Toujours sur le canapé, Jarod continuait son histoire. De Margaret, la façon dont elle parlait de sa famille, de ses enfants, de son mari, prouvait à quel point c'était une femme qui malgré les épreuves subit au cours de sa vie faisait toujours preuve de tendresse et de compassion à l'égard des autres. C'était des qualités qu'elle avait en commun avec Catherine. Et il y avait, bien sûr, cette amitié entre leurs deux mères. Une amitié qui selon Margaret datait bien avant la naissance de leurs enfants.
« Et si je te disais que notre rencontre remonte avant l'âge de tes dix ans ?
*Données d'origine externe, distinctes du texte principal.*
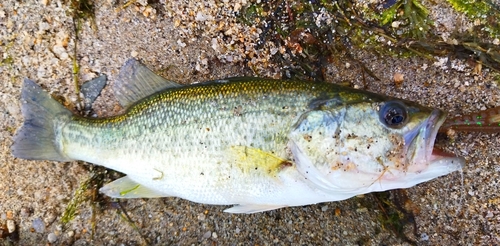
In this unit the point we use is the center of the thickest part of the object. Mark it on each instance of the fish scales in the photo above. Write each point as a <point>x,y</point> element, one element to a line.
<point>261,144</point>
<point>192,128</point>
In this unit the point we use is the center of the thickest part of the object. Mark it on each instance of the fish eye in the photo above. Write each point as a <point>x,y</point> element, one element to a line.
<point>394,114</point>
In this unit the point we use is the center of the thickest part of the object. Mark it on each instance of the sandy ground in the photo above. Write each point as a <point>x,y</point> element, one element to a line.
<point>38,38</point>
- Tu m'intrigues. Raconte-moi !
- Selon ma mère, il n'est pas étonnant que toi et moi, nous soyons devenus très amis. En y réfléchissant bien, elle n'a pas tout à fait tort. En considérant le fait que nos deux mères se connaissaient bien avant notre naissance…
- Oui, ça pourrait l'expliquer, mais pourquoi arranger notre rencontre lors d'une simulation, puisqu'apparemment, on se connaissait déjà ?
- Parker, tu te souviens de tes un an ? Je t'avoue que même si j'ai une excellente mémoire, j'ai du mal à me souvenir de cette période-là. Je le regrette d'ailleurs. Selon toujours ma mère, nos deux familles y compris toi et moi, nous aurions séjourné quelques jours à Paris. D'après ce que j'ai compris, Catherine se sentait seule, enfin pas totalement puisque tu étais là, mais ton père la négligeait...
- Quand est-ce que ça s'est arrivé ?
- Avant mon enlèvement.
- Tu vois Jarod, je me rends compte que finalement, je ne connais pas ma famille aussi bien que je le croyais.
- Attends, ce n'est pas tout. Avant de nous séparer, ma mère m'a dit qu'elle voulait te voir. Qu'elle devait impérativement te parler.
- Est-ce qu'elle t'a dit de quoi il s'agissait ? Est-ce à propos de ma mère. Jarod, ma mère, est-elle toujours en vie ? Jarod ?
- Je l'ignore Parker, mais on fera tout pour le découvrir. Sois-en sûre !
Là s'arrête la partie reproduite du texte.